The stars faint above the city like pale drops flicked off heaven’s fingers. Never to be the same again. Tick time, he thought, Little Time.

“Was there anything going on at home?”

“I aint been over there, but when I left out Mr. Oliver was preparing a body — Miss Freedly from over on Godown street, that old woman who used to boil up those pots of molasses in her backyard? You didn’t shoot her, did you?

“No. She died?”

“Yeah. Waked up dead in her bed this morning, Elmer said. Mr. Oliver is probably just finishing with her now. Funeral’s tomorrow.”

“Would you tell them I have some business over in town and probably won’t be in tonight?”

“Will they believe me?”

“Tell em I’m going shining for rabbits with some boys.”

“Can I go?”

“It’s just something I want you to tell them.”

“Okay.”

They were sitting now on a couple of bottomless rush chairs that Mr. Heberson had set beside a storage shed for possible repairing. Mr. Heberson ran a sideline in repaired used furniture. The backyard was piled with couches and broken tables and smashed-up chairs. From the grocery’s double back doors came the sound of Heberson’s crystal radio playing white church music. Delvin listened for a minute; a few passages were soothing, then a run of growly, stiff exhorting was not. He wanted to phonecall Mr. Oliver, but he better forgo that. A wan emptiness revealed itself under his heart. He longed to go lie down on the big red and gold rug in Mr. O’s bedroom and read his book on sea voyages — longed to be there right now turning the big stiff pages, listening to Mr. O humming under his breath. But he didn’t want to have to tell him what happened. The Ghost’s information had plunged him into a terror so brusque and enveloping he could hardly think. As if a whole scotched world has just shook into place and he stood in the middle of it. A scotched world in a scotched world, he thought and almost laughed. Poor white boy. He hoped he wasn’t dead. Off in the lonely leaf strew of the mountain. Loneliness flooding along inside him as he thought this.
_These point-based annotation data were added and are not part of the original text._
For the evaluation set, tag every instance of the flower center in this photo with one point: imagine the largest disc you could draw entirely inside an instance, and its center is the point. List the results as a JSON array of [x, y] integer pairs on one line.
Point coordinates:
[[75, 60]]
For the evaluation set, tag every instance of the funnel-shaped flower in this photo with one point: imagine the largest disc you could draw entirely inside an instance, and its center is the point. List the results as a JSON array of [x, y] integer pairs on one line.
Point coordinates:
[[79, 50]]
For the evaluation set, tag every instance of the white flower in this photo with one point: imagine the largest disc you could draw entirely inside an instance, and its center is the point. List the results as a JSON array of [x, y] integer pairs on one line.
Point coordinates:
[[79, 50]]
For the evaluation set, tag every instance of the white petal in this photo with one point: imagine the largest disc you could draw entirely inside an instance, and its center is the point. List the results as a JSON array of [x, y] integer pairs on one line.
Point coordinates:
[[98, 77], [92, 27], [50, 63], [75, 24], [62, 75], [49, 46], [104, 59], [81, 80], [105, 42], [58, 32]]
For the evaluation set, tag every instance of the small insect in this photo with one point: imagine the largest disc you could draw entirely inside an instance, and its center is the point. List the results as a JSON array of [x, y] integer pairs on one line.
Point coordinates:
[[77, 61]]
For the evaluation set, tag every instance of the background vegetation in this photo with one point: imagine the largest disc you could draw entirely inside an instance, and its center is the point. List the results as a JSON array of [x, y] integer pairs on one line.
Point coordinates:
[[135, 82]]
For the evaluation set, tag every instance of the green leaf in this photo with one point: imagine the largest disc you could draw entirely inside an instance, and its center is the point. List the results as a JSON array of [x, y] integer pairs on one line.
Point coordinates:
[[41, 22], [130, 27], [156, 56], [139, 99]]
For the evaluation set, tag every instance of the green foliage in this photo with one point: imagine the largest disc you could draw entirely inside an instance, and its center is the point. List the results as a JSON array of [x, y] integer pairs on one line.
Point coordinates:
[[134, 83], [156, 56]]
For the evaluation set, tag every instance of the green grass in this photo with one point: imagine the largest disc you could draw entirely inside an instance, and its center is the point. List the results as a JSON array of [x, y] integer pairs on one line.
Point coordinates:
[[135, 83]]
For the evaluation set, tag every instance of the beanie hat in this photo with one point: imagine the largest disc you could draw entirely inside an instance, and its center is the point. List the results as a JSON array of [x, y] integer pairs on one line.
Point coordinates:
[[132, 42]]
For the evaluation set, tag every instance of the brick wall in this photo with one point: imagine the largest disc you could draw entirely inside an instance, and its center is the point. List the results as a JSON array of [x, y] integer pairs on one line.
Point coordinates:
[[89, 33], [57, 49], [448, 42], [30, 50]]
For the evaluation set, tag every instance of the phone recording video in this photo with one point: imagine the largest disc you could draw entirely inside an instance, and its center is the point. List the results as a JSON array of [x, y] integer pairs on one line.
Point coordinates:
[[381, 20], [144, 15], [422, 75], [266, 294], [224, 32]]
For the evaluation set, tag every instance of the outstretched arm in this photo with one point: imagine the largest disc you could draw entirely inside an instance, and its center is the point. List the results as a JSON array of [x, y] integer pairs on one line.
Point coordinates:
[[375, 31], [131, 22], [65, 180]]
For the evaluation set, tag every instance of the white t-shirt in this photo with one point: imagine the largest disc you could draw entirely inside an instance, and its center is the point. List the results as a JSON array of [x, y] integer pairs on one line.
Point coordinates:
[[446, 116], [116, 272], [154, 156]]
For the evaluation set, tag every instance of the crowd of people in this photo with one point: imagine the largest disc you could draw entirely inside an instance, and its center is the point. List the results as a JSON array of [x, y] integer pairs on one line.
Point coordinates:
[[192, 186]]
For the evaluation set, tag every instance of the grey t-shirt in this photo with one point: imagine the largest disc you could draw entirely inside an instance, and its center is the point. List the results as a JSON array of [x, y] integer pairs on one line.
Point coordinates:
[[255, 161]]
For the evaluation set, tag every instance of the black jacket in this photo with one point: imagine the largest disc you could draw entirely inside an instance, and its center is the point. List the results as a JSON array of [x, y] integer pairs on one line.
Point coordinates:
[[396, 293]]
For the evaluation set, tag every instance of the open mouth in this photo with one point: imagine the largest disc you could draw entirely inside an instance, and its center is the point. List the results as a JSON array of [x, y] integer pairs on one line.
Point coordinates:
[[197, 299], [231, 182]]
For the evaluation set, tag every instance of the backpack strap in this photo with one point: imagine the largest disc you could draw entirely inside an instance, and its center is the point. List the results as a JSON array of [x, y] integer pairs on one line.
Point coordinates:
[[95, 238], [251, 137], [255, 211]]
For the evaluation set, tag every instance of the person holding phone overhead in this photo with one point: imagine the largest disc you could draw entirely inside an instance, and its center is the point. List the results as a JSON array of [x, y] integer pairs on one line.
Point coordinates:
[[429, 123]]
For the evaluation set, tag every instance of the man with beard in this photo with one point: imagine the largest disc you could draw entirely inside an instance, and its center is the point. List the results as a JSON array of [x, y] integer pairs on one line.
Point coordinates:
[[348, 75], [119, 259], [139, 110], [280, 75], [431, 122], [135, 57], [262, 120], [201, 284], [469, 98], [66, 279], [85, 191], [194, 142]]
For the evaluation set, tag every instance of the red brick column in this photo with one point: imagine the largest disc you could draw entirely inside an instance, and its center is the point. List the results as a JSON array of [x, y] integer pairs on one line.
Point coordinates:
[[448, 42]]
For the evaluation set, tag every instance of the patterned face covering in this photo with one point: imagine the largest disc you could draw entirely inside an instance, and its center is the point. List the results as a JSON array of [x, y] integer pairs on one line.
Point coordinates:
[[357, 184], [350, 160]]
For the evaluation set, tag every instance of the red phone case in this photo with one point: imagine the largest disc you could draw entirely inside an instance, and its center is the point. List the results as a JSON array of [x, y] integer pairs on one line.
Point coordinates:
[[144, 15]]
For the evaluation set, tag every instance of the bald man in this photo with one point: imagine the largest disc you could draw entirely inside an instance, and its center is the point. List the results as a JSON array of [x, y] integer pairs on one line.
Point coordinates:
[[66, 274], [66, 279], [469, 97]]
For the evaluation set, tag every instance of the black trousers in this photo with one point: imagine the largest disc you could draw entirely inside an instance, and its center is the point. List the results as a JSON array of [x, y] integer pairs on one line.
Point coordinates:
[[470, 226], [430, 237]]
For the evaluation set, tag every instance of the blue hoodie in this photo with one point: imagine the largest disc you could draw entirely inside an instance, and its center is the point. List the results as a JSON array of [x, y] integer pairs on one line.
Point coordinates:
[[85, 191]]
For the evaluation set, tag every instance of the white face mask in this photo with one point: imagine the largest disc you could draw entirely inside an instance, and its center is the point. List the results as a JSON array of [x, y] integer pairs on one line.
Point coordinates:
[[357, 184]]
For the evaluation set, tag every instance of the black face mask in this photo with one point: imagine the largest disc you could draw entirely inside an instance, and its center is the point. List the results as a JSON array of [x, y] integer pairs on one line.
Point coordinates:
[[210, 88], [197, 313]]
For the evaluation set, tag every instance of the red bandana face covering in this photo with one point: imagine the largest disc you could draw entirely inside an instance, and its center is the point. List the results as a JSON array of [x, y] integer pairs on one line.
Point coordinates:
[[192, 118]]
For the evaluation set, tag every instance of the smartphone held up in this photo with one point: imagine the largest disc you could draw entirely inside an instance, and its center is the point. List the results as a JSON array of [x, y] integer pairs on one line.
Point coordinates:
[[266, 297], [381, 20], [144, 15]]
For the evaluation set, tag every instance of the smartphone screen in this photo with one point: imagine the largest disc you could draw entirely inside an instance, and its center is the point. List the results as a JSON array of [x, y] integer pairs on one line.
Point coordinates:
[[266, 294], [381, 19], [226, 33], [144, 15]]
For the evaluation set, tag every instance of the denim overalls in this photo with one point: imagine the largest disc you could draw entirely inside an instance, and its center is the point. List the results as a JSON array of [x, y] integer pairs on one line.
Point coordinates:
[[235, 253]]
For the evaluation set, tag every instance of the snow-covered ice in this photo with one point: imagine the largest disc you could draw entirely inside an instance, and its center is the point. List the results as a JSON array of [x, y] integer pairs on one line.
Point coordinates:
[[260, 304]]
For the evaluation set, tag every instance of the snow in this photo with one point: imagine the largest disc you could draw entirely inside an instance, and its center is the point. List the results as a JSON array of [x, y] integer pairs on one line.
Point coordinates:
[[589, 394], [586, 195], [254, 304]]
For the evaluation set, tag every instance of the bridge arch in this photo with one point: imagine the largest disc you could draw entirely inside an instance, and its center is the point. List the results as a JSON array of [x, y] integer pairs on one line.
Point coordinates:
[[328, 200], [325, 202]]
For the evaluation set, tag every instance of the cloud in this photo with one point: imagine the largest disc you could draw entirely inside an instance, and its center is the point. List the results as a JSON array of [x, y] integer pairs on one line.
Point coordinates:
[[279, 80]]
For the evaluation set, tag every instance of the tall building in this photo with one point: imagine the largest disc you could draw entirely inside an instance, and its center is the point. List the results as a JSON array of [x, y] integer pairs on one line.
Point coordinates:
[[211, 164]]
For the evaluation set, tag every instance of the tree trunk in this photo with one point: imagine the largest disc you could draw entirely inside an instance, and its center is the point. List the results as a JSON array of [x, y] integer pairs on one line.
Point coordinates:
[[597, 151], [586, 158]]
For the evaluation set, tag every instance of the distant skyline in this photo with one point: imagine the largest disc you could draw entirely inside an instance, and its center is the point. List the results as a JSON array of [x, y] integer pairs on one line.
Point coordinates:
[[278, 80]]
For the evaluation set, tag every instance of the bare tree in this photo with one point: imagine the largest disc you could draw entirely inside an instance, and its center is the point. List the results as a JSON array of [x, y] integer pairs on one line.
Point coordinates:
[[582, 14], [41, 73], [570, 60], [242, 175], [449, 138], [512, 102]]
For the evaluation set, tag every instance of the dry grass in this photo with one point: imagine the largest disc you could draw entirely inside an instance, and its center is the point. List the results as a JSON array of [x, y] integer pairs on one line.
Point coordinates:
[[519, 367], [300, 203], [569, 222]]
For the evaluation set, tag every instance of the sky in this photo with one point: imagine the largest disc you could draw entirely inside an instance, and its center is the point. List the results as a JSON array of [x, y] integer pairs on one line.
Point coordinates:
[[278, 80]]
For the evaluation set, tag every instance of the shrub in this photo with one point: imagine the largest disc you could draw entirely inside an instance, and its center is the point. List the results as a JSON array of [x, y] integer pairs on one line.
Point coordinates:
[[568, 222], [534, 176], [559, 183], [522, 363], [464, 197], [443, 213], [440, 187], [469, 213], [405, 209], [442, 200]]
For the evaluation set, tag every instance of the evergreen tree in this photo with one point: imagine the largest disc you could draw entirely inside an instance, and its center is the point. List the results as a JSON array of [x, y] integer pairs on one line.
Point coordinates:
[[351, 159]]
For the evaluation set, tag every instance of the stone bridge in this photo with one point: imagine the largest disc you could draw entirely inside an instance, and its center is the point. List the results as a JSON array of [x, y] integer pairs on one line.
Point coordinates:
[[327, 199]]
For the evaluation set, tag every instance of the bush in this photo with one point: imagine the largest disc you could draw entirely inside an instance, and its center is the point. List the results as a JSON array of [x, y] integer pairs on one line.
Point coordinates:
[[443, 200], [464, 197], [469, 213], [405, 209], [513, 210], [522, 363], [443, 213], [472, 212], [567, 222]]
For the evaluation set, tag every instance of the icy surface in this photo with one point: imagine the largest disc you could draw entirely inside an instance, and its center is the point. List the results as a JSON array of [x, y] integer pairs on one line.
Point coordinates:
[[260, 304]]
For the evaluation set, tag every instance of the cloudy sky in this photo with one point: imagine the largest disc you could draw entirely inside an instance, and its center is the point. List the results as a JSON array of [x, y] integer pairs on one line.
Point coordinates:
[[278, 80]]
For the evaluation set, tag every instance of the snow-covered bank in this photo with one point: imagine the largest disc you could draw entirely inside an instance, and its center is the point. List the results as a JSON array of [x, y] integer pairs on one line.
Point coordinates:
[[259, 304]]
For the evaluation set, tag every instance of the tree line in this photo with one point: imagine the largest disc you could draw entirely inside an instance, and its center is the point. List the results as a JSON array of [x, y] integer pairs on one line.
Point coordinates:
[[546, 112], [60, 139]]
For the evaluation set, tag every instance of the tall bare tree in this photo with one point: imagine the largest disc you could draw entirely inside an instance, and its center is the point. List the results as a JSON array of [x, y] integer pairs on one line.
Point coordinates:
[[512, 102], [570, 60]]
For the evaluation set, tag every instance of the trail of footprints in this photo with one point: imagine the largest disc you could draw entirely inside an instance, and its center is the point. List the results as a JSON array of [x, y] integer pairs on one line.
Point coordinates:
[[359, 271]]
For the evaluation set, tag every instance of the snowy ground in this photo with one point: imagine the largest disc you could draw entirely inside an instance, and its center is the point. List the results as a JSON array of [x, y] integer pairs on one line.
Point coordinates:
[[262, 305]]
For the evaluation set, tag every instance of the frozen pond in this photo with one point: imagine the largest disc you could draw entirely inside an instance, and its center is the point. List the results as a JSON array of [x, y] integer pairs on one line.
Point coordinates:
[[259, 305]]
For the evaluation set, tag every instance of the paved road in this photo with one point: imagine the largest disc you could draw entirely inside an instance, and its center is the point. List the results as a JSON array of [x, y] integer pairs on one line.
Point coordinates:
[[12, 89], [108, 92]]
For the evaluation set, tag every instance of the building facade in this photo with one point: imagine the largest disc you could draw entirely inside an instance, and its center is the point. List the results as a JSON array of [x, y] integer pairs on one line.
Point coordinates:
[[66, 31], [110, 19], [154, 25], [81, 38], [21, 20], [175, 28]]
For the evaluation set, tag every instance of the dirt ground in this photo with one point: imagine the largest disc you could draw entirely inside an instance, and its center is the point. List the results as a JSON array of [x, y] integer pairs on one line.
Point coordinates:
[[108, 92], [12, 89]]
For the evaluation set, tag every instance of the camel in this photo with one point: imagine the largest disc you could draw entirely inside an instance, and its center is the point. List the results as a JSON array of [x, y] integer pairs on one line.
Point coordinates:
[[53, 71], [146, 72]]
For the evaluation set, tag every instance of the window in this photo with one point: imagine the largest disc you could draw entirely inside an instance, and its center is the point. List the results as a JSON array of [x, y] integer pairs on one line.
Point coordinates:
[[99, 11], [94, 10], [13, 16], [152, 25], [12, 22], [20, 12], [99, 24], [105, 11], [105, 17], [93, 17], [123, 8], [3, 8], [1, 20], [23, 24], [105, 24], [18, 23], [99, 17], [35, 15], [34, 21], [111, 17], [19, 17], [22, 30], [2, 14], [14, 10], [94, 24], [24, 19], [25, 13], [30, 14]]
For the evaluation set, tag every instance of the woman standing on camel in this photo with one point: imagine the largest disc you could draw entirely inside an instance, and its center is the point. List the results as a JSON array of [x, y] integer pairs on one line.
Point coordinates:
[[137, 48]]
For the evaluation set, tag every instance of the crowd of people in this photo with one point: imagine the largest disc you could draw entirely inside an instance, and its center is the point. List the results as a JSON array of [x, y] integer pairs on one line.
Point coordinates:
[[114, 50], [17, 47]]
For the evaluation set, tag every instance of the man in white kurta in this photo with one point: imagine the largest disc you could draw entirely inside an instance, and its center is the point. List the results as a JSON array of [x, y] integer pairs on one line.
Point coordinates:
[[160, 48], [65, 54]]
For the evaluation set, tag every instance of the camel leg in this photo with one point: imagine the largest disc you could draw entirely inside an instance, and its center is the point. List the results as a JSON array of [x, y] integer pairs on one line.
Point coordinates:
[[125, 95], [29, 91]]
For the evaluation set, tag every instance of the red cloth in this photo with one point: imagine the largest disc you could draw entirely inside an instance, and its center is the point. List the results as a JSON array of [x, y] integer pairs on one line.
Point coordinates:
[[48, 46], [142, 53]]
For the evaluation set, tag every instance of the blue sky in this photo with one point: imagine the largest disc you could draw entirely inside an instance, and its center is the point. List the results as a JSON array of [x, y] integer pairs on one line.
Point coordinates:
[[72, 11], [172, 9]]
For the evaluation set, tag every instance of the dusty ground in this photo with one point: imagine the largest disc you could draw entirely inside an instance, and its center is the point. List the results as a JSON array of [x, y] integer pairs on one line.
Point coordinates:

He told the Ghost to run on to the house and then he waited a while before going into the grocery and buying a bag of crackers and some store cheese. Then he crossed the Row to Onely’s house. It was a shanty made of boards tacked onto poles and a roof of slats covered in disintegrating tarpaper. He sneaked up through the smelly yard, a skinny pale dog snuffling and bowing-up with delight at his side, and looked through a crack. There was no sign of Onely. As he walked away down the alley Onely called to him from a mass of elderberry bushes. He stepped out to meet Delvin. The alley smelled like dead animals. Gray puffed clouds were out all over the sky, sliding along, hauled like barges by a great current before a pinched moon. Onely had a hat, an old soft snapbrim with a hole in the crown, pulled over his eyes. He didn’t push it back to talk to Delvin.

“I was afraid you’d run off to turn me in,” he said. His large teeth gleamed as he spoke.

“I wouldn’t do that. I didn’t even think of it. Besides, we’re two colored boys. They’d be more happy to fry two than one.”

“I hadn’t seen anything unusual around here,” Onely said.

Delvin told him about the Ghost’s visit to the police station.

“That humbugger. He probably turned us in.”

“He wouldn’t. He’s a free-hearted soul.”

“You think they want to keep it quiet til they catch us?”

“They couldn’t do that. This is the kind of thing word gets around on. You sure you shot that boy?”

“You heard him cry out yourself.”

“I heard somebody.”

“That was probably the somebody that said They shot ’im. Dang. Even if we’d missed him by a mile, they know we’s black uns and they’ll come at us just the same. You shouldn’t a spooked em.”

Delvin thought that too but he didn’t say anything.